Brächte man Ihnen Wertschätzung und Respekt entgegen und würde man sie mit Würde behandeln, würde man sie als Rentner nicht mit 48 % Ihrer bisherigen Bezüge abspeisen! Welch ein Hohn! Diese Gesellschaft und allen voran unsere Volksvertreter müssen in diesen Punkten noch viel lernen! Anderswo, z. B. in Österreich sind diese Altersbezüge doppelt so hoch wie hier!
Ich frage mich, warum gehen wir Rentner nicht für uns und unsere Interessen auf die Straße? Warum lassen wir uns das bieten, nach 40 und mehr Arbeitsjahren?! Warum machen wir unserem Unmut nicht Luft?! Sind wir zu blöde dafür, zu bequem? In anderen Ländern gäbe es das nicht. Etwa in Frankreich. Ich verstehe offen gestanden nicht, dass wir Rentner uns das gefallen lassen.
Was soll die Diskussion darüber, die Vermögenden höher zu besteuern? Warum geht man nicht an die Vermögen der Großverdiener heran? Wohl gemerkt, ich spreche von den Vermögen, nicht von betrieblichen und zum Wirtschaften notwendiger Betriebsvermögen. Das kann man und auch ich unterscheiden. Ich spreche von den mit den Betrieben gemachten privaten Vermögen der Inhaber dieser Firmen.
Sie haben dank uns, mit unserer Arbeitskraft, unserem Können und unseren Begabungen, die wir Ihnen zur Verfügung gestellt haben, ihr Geld gemacht. Damit haben sie auch eine gesellschaftliche Verpflichtung. Es ist nicht mehr als recht und billig, wenn sie von diesem Vermögen, über eine entsprechende Besteuerung, der Allgemeinheit etwas von dem zurückgeben, was sie mit dem Können ihrer Mitarbeiter erworben haben. Auch das ist Teil einer Demokratie und zeugt von entsprechender sozialer Verantwortung, wenn ich das, was ich mit dem Können anderer und dem Einsatz meines Kapitals, erwirtschaftet habe, etwas zurückgebe an die, die mir zu diesem finanziellen Erfolg verholfen haben. Es war nicht der Erfolg des Unternehmers allein, es war ein Zusammenspiel von Unternehmergeist, seinem Kapital und dem Können und der Fähigkeiten der Mitarbeiter, das zu diesem Erfolg führte. Wer dem Kapital einen höheren Wert beimisst als den Fähigkeiten und dem Können der Beschäftigten bewertet falsch. Kapital und Fähigkeiten und Einsatz der Mitarbeiter für den Unternehmeserfolg wiegen m.E. gleich schwer. Ich sage das vor dem Hintergrund, selbst ein Unternehmen gehabt zu haben. Denn ohne meine Mitarbeiter wäre ich auch mit meinem Können und meinen Begabungen und Fähigkeiten nie da hin gekommen, wo ich war.

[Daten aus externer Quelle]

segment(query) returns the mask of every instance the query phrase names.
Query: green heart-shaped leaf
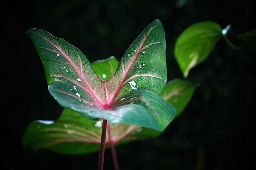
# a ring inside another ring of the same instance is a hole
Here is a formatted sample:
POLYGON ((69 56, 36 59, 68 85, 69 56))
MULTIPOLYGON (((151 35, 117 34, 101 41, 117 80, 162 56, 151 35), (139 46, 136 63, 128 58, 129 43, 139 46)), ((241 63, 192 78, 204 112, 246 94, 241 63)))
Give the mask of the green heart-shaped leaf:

Manchmal kann uns der Blick in die Vergangenheit das Gewissen und die Augen öffnen. So haben namhafte Unternehmer und Unternehmen in der Zeit der Industrialisierung, aber auch noch später sich immer wieder z. B. durch entsprechendes soziales Engagement hervorgetan. Geregelte Arbeitszeiten, Wohnungen für die Arbeitnehmer, Mitbestimmung in Betrieben und vieles mehr. Wir täten gut daran, auch heute dieses Erbe als Vorbild nicht zu vergessen und bei kapitalen Erfolgen nicht nur an die Aktionäre zu denken, sondern auch an die Mitarbeiter und den Rest der Gesellschaft. Es gibt nichts Gutes, es sei denn, man tut es! Also greifen wir es an!